Das waren Ergebnisse einer wissenschaftlichen Studie in San Diego, Kalifornien, im Mai 2022 und diese könnten die steigenden Raten von IBD erklären, die bei älteren Erwachsenen auftreten.

„Es ist sehr wichtig, wirklich zu verstehen, was dies antreibt“, erklärte der Hauptautor der Studie, Dr. Adam Faye, von der Langone School of Medicine der New York University, in einer Pressemitteilung. „Es gibt eindeutig etwas in der Umgebung, das diesen neuen Ausbruch von IBD mit älterem Ausbruch antreibt2.“

Schätzungsweise 3 Millionen (oder 1,3%) der Erwachsenen in den USA leiden an CED, zu denen Morbus Crohn und Colitis ulcerosa gehören3. Eine CDC-Studie ergab, dass von 2001 bis 2018 die Prävalenz von CED unter 25,1 Millionen Medicare-Empfängern im Alter von 67 Jahren oder älter zugenommen hat, und dies unter allen rassischen/ethnischen Gruppen4.
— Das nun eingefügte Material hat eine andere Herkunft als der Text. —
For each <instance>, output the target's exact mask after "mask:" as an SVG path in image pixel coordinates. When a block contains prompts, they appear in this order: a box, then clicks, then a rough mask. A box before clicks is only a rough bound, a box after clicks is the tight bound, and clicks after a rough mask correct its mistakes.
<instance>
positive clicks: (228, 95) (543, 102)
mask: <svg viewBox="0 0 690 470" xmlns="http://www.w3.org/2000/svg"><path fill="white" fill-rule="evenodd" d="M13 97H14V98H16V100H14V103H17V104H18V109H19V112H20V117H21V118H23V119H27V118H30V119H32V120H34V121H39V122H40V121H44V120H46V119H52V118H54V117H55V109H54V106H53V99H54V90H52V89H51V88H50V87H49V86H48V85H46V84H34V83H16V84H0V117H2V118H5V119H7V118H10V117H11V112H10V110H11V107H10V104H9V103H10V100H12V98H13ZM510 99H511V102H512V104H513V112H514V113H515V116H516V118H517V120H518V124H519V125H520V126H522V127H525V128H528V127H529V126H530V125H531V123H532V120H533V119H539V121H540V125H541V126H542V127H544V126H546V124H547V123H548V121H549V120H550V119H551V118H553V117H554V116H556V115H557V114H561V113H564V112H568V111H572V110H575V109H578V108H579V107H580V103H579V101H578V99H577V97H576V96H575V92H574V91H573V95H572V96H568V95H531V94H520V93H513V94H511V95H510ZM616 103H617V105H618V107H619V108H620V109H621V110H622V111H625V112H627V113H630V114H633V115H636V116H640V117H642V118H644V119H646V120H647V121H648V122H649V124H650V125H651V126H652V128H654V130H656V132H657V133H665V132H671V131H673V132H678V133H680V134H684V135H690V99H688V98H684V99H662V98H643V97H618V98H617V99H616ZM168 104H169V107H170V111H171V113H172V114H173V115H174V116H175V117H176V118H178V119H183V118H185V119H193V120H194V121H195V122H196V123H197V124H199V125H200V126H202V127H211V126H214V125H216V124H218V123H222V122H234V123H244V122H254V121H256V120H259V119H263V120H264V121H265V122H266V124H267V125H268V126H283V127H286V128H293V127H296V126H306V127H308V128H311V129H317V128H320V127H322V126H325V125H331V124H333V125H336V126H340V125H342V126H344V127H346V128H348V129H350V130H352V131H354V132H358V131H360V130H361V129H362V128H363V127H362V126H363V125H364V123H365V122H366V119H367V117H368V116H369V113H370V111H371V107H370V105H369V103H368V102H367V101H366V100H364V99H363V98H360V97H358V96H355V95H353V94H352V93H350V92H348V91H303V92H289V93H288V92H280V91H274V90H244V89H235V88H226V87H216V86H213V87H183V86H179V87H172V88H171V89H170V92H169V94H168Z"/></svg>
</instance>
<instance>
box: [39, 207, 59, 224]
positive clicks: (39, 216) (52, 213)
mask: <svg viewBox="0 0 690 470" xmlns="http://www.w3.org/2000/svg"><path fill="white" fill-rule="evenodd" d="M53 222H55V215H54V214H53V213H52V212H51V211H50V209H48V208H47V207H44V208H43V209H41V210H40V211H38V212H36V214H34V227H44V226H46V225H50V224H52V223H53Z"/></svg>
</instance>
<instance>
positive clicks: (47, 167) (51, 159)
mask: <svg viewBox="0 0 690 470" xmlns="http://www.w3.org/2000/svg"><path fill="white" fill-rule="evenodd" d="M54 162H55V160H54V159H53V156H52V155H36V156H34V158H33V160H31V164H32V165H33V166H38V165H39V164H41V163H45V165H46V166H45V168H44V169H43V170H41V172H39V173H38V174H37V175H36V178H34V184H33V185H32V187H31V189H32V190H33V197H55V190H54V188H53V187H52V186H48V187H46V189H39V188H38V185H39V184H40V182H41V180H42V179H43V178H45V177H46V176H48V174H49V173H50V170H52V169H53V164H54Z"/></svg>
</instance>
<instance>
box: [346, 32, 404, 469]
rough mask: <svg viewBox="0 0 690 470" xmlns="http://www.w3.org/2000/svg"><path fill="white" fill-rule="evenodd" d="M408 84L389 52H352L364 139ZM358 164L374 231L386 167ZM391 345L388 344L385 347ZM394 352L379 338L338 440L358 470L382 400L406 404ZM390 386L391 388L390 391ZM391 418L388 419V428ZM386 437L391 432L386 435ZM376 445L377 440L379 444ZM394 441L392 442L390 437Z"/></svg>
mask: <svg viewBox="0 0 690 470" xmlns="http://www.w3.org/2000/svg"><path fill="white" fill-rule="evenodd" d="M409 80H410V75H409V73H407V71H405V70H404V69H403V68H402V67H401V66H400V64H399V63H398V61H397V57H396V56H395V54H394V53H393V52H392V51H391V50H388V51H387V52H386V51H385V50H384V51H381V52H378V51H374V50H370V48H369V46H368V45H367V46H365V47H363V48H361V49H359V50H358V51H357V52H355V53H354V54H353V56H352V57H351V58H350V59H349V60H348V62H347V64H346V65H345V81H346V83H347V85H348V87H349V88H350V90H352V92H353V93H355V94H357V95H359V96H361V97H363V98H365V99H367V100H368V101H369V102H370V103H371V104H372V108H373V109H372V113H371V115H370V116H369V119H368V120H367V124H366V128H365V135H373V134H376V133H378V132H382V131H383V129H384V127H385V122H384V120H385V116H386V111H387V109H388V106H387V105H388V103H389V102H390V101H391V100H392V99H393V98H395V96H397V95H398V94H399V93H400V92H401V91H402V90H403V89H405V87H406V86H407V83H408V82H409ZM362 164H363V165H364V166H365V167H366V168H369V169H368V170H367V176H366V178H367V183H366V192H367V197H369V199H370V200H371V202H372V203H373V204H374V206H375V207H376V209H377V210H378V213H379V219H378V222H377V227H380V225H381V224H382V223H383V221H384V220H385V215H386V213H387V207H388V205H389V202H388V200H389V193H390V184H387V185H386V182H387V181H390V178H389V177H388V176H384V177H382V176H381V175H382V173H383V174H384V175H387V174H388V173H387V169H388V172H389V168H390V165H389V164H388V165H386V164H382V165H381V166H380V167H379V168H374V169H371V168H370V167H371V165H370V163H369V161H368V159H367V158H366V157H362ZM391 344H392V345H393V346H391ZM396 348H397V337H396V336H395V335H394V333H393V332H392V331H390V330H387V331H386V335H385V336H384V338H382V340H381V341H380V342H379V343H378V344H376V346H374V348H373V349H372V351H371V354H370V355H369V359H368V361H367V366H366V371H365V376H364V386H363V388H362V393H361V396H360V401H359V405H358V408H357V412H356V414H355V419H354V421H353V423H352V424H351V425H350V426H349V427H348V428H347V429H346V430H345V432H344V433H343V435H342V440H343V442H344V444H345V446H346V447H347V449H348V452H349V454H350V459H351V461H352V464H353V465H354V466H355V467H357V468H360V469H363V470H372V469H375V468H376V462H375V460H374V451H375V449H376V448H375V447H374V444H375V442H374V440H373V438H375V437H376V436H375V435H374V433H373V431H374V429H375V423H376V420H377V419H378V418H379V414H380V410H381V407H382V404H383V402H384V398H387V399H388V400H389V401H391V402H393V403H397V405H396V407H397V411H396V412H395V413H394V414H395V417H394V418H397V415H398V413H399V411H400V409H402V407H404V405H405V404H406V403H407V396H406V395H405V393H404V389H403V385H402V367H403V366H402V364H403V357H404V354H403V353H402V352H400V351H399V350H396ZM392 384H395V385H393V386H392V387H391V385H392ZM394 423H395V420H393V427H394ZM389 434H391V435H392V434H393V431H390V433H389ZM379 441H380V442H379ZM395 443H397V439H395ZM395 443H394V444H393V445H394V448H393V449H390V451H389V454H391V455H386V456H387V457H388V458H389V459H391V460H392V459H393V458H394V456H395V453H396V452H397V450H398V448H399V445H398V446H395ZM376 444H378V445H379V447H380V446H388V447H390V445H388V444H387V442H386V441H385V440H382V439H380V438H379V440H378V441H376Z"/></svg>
Umweltfaktoren sind wahrscheinlich mit die Schuldigen, wobei die CDC-Wissenschaftler herausfanden, dass das Leben in städtischen Gebieten mit einem erhöhten Risiko für IBD verbunden war. Als solche gaben sie an, dass Faktoren, die das Mikrobiom beeinflussen, wie Umweltverschmutzung, Ernährung und Lebensstil, beteiligt sein könnten5.

Antibiotika haben auch einen signifikanten Einfluss auf das Mikrobiom und stellen einen weiteren Umweltfaktor dar, der die IBD-Raten bei älteren Erwachsenen in die Höhe treiben kann. Faye erklärte6:

Bei älteren Erwachsenen sind unserer Meinung nach Umweltfaktoren wichtiger als die Genetik. Wenn Sie sich jüngere Patienten mit neuen Diagnosen von Morbus Crohn und Colitis ulcerosa ansehen, gibt es im Allgemeinen eine starke Familiengeschichte. Aber das ist bei älteren Erwachsenen nicht der Fall, also ist es wirklich etwas in der Umgebung, das es auslöst.“

Das IBD-Risiko steigt bei Verwendung von Antibiotika um 64 %

Faye und Kollegen analysierten Aufzeichnungen von mehr als 2,3 Millionen Erwachsenen im Alter von 60 bis 90 Jahren, die von 2000 bis 2018 Teil des dänischen nationalen Patientenregisters. Patienten, bei denen neu eine CED diagnostiziert wurde, wurden identifiziert und mit der Anwendung von Antibiotika verglichen.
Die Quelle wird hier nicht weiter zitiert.